Wednesday, July 17, 2013

Meteorology and Geology in the Americas

America has a somewhat more savage environment than does Europe and it arises from geophysical and meteorological causes.  This continent is exposed to the Sun in a different way than is the Eurasian land mass. America is exposed almost at one time each day. When the Sun rises in Boston, the sky is becoming lighter in Seattle as the first dawn twilight begins.  Roughly speaking, the Sun rises and sets over the whole United States at one time.  For the United States, seacoast storms are fueled on both East and West coast at least eight hours a day.  Meteorology on the American continent has weather from both the Pacific and Atlantic at the same time.

East Coast weather patterns in North America sometimes stretch all the way to the West Coast.  In the Americas, as everywhere, volcanoes exist, but in the Americas they engage the solar environment and space itself.  Weather in the United States is not tame; it has something of the jagged character of asteroids and moons, that increase greatly the contrast between volcanoes and river valleys.

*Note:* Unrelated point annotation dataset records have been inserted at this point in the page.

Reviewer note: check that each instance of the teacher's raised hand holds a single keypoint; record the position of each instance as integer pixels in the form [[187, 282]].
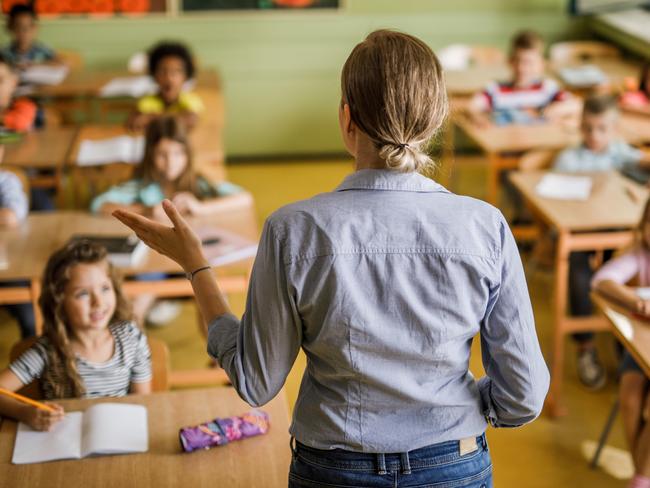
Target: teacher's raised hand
[[179, 242]]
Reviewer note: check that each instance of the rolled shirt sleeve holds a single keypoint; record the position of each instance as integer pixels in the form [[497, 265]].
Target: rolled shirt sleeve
[[517, 379], [258, 352]]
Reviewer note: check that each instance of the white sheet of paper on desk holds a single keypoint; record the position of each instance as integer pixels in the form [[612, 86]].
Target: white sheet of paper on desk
[[587, 75], [121, 149], [564, 187], [104, 428], [643, 292], [621, 322], [44, 74], [129, 86]]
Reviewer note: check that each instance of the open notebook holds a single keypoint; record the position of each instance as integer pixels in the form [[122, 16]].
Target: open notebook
[[564, 187], [221, 247], [105, 428], [120, 149]]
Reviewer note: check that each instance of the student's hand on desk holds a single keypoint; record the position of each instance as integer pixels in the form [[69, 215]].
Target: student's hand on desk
[[643, 307], [179, 242], [39, 419], [187, 203]]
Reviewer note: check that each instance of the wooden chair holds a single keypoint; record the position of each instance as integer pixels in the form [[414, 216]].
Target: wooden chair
[[72, 59], [571, 52], [159, 366], [486, 56]]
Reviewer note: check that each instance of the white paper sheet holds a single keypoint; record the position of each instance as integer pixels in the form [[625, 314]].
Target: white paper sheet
[[621, 322], [129, 86], [587, 75], [62, 442], [564, 187], [105, 428], [113, 428], [44, 74], [121, 149]]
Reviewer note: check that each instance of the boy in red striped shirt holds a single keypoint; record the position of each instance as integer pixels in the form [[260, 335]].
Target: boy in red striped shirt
[[529, 95]]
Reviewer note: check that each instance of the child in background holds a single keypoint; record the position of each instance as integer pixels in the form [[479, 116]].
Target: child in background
[[25, 49], [16, 114], [611, 281], [599, 151], [14, 207], [638, 99], [171, 66], [89, 347], [167, 171], [528, 95]]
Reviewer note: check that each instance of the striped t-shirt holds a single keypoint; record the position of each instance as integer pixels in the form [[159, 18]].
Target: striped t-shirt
[[131, 363], [506, 96]]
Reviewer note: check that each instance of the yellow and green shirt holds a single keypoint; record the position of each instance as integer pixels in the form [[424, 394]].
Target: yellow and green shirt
[[187, 102]]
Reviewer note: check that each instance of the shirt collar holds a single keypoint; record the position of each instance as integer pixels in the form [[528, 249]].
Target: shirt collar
[[386, 179]]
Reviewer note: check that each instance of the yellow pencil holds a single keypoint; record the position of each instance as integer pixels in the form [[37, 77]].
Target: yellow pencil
[[26, 400]]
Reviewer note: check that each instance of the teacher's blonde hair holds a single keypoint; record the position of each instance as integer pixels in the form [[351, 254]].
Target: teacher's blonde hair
[[394, 86]]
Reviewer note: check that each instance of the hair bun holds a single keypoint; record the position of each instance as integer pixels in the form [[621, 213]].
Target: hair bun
[[404, 157]]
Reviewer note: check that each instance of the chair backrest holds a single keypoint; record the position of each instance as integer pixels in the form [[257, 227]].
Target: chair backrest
[[159, 366], [486, 55], [580, 51], [73, 59], [22, 176]]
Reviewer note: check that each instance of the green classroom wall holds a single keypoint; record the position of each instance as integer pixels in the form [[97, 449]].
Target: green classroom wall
[[280, 70]]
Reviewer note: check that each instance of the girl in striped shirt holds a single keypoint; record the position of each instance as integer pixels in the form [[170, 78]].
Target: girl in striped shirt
[[89, 347]]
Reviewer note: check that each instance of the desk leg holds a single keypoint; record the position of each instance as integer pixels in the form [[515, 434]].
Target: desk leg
[[554, 405], [494, 172], [35, 293]]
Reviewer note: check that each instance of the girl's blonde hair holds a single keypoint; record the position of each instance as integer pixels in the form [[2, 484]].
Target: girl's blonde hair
[[62, 371], [166, 127], [394, 86]]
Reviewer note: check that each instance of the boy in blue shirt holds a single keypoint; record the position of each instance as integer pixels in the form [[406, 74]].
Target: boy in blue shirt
[[600, 150], [25, 49]]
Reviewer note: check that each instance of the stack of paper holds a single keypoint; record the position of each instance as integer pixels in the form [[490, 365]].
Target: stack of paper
[[221, 247], [583, 76], [44, 74], [122, 149], [564, 187], [130, 86], [105, 428]]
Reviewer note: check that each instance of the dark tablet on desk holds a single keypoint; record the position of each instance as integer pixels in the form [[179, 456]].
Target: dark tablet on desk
[[636, 173]]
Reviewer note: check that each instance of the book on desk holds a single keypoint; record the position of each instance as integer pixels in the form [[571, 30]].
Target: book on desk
[[123, 251], [104, 428]]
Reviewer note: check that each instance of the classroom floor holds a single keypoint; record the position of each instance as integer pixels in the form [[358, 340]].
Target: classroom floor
[[546, 453]]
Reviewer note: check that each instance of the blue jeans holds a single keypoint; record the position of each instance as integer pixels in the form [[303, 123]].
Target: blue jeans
[[435, 466]]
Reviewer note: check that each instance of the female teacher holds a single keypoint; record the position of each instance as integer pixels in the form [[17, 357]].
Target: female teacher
[[383, 283]]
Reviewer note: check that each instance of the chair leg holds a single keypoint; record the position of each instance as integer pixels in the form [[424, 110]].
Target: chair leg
[[605, 434]]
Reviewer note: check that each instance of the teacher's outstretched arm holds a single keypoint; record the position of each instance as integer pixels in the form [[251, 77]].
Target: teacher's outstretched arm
[[257, 352], [181, 244]]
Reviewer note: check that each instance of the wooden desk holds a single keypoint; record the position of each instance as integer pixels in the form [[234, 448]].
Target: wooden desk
[[261, 462], [633, 332], [42, 149], [503, 145], [29, 246], [88, 83], [605, 221]]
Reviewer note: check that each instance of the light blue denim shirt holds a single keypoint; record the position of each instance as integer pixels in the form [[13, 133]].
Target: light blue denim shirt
[[384, 283]]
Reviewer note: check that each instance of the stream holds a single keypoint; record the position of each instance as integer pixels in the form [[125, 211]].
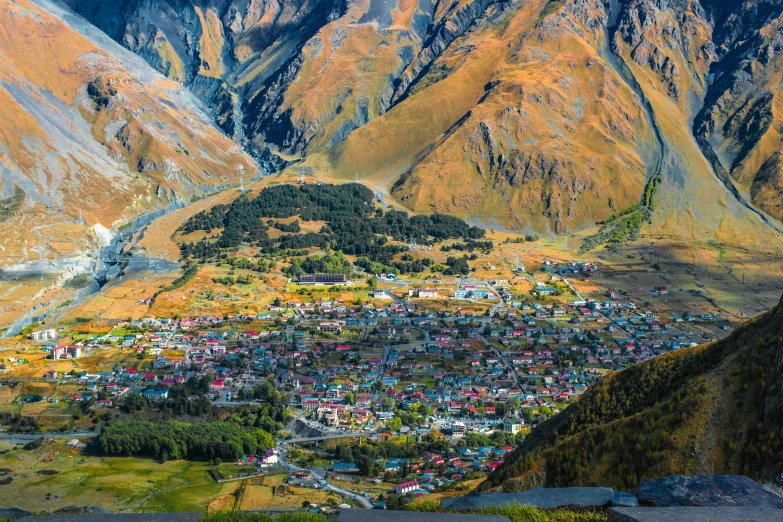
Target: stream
[[112, 261]]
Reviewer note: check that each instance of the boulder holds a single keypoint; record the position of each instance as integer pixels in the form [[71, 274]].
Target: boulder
[[13, 513], [544, 498], [620, 499], [705, 490]]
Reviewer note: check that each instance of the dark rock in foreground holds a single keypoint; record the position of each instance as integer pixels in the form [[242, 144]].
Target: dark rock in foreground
[[374, 515], [697, 514], [13, 513], [716, 490], [621, 499], [114, 517], [544, 498]]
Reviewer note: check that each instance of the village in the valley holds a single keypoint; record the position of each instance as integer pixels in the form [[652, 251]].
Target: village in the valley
[[458, 370]]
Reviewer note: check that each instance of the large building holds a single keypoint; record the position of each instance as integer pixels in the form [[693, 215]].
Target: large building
[[512, 426], [44, 335], [404, 488], [322, 279], [65, 352]]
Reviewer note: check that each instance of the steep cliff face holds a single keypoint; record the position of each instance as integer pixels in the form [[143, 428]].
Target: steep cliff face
[[91, 137], [89, 123], [547, 114]]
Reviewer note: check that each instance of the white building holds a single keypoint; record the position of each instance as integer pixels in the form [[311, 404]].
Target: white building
[[44, 335]]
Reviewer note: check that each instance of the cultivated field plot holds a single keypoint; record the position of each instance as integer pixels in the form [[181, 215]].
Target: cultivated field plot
[[54, 476], [268, 492]]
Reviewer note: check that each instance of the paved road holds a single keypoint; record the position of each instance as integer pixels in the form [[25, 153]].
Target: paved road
[[361, 499], [345, 435], [24, 438]]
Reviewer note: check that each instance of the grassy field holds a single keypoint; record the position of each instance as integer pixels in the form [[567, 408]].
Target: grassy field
[[54, 476], [117, 484], [265, 492]]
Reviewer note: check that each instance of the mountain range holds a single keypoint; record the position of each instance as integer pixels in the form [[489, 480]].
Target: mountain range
[[532, 115]]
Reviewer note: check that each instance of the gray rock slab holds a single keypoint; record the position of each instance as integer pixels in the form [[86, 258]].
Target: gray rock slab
[[620, 499], [13, 513], [112, 517], [545, 498], [705, 490], [379, 515], [697, 514]]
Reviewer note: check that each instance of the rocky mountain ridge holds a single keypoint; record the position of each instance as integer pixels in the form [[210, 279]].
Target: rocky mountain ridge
[[554, 129]]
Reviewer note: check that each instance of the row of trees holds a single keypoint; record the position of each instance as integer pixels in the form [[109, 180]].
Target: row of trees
[[354, 226], [225, 440]]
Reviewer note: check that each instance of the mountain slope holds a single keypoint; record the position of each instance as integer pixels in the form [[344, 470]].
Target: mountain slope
[[716, 408], [91, 138], [540, 115]]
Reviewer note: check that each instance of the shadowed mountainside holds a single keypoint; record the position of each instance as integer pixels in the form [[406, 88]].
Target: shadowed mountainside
[[711, 409], [540, 115]]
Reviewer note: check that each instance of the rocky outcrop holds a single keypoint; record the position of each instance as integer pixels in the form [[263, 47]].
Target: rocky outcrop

In North America, the Mountains cleave Longitude, and the Earth's character seems less sheltered from meteors.  Nothing in America cares how much space comes to Earth to meet the stones and volcanoes.

In a distinctly different pattern, when the Sun rises in Tokyo at the distant Eastern end of the Eurasian land mass, it is just setting in London where the whole night is yet to pass before dawn's twilight begins.  By the time the Sun rises in Warsaw, any weather brought by that object has come across eight thousand miles of land, and no sharks.  Europe gets a rest from solar-driven weather originating at the Eastern discontinuity of Asia with the Western Pacific.  West-Pac weather never reaches Europe.  Land tames the wind in the Eurasian continent.  Meteorology becomes stabilized by geology, and theology's spiritual religions become embedded in the Earth with the planting of crops, the harvesting of food, and the burial of the dead.  Much of Asia never worries about meteors falling from the sky; instead the Himalayas seem to be where Earth's stone reaches for that sphere instead.

The geopolitics and spirituality are very different in the Americas, than they are in the Eurasian land mass. That is why large houses in the America's were not extensively successful until the resolution of forces in mechanics provided architectural design with nearly wind-proof design standards.  In Europe before the new designs, human beings sometimes lived for generations in houses that within a few years would invariably have been weathered to unusable in the Americas.  America has a fiercer dynamical relationship in the relation between weather and geology than does the Old World's Eurasian continent. 

Why is this important?  Because houses are important everywhere in the world.  In Europe, nothing exists like the tornado season in the mid-West of America. Weather is at cross purposes with geology in America; the interplay between the two seems to have only the most ferocious purposes in its mindless violence.  What does it matter if it is purpose or not?  If there are animals named for purpose in the ocean, something on land can be thought of as having purpose-yet perhaps it is not an animal.  Perhaps on the American continent, the inanimate dynamical land's complex and violent, inevitable, even implacable succession should be thought of has having, even so, some bewildering purpose.  Just as dolphins leave us wondering what purpose really is, so does the complex interplay of meteorological spirituality and geological establishment leave us sometimes bewildered, sometimes astonished, and always surprised.

In  China, ancient in that vast land, Feng Shui appeared because it was possible to make sense of the way in which the long term consistency of weather patterns made possible sensible design of the house.  This consistency appears to exist all across the Eurasian land, to Greece and Scotland.  In America, one is lucky to engage anything of the wind safely, and it must be viewed with caution in relation to the very existence of the house.  Weather in America threatens houses constantly, where in some parts a person is lucky just to have a house that allows breath, warmth, sunlight, safety and moderate humidity at the same time.

Weather in America inevitably and implacably comes into contradiction with European style houses.  Not that European style houses can't succeed, even thrive here.  American style housing architecture is only beginning to appear distinct from European style housing, in both their extensive variety, on the basis of geological and meteorological dynamics.  That distinction is welcome, and will be a valuable source of innovation in the future as it expertise increases.  Already, several international organizations exist that take a global view of these kinds of regional variations into account.